The percent load or utilization of a CPU is often measured so that CPU parameters can be tuned to match the required workload. For example, it is advantageous to reduce the CPU clock frequency if the CPU is lightly loaded to reduce heat and active power dissipation in the CPU. When increased performance is needed, the CPU frequency can be boosted. Such frequency boosting is called a turbo mode. The typical method for measuring the load of a deployed CPU tracks the number of times a calibrated idle loop runs. This number is used to calculate how much time the CPU is waiting for application threads. This is often referred to as the global CPU load.
Frequency scaling of the CPU is one technique used to save power. Another technique uses built-in idle and clock gating of a CPU during idle time to save power while the CPU has nothing to do and is waiting for an interrupt.
There is a conflict between the frequency scaling and clock gating techniques. Measuring load via the calibrated idle loop to determine when to scale the frequency requires the idle loop to run continuously (spinning). On the other hand, the CPU needs to be halted using the clock gating technique.

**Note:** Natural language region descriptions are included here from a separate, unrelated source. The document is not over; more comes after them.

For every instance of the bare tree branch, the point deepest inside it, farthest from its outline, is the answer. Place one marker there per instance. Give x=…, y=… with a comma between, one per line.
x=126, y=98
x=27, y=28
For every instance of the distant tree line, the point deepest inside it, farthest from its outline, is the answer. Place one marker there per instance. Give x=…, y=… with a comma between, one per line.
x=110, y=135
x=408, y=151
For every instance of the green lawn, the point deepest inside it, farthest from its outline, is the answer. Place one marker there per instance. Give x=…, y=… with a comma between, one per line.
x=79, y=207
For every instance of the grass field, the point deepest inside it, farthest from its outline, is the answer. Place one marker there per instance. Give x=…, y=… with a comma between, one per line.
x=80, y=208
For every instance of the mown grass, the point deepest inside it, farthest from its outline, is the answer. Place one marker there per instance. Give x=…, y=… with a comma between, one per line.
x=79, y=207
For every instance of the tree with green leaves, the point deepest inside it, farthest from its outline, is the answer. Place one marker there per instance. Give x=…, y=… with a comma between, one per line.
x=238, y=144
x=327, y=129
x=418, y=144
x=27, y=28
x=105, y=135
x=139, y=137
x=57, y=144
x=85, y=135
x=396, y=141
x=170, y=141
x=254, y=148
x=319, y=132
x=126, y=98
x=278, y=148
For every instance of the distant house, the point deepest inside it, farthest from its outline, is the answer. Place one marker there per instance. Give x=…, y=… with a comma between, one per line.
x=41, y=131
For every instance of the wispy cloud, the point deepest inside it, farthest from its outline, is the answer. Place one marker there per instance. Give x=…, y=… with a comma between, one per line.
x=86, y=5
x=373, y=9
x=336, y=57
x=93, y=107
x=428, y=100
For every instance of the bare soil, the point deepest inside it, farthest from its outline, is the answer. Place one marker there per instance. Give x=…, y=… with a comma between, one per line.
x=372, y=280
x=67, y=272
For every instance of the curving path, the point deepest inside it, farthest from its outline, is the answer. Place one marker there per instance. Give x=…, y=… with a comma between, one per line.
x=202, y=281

Spinning in the idle loop technique will not give accurate power monitoring when the CPU is idled. Conceptually it is possible to monitor all application threads, including hardware interrupts, software interrupts/signals and tasks and then infer that the remaining time is idle time. Implementing this is clearly complex for some thread architectures and could be accomplished only at a high overhead cost. Known attempts to implement this using thread hook functions have given highly inaccurate results with accuracies of ±20%. Performing this type of instrumentation/profiling can give valuable information on activity of individual threads and is clearly useful in a development environment but it is typically not useful in a fully deployed application environment. Further, the instrumentation of all threads will lead to increased power drain.
The term interrupt service routine (ISR) refers to the ordinary CPU processing executed when an interrupt triggers, preempting the normal processing of the CPU. This could be an interrupt from a serial port indicating that new data has arrived and needs to be transferred to memory immediately, otherwise such new incoming data will over-write the data currently buffered in the serial port.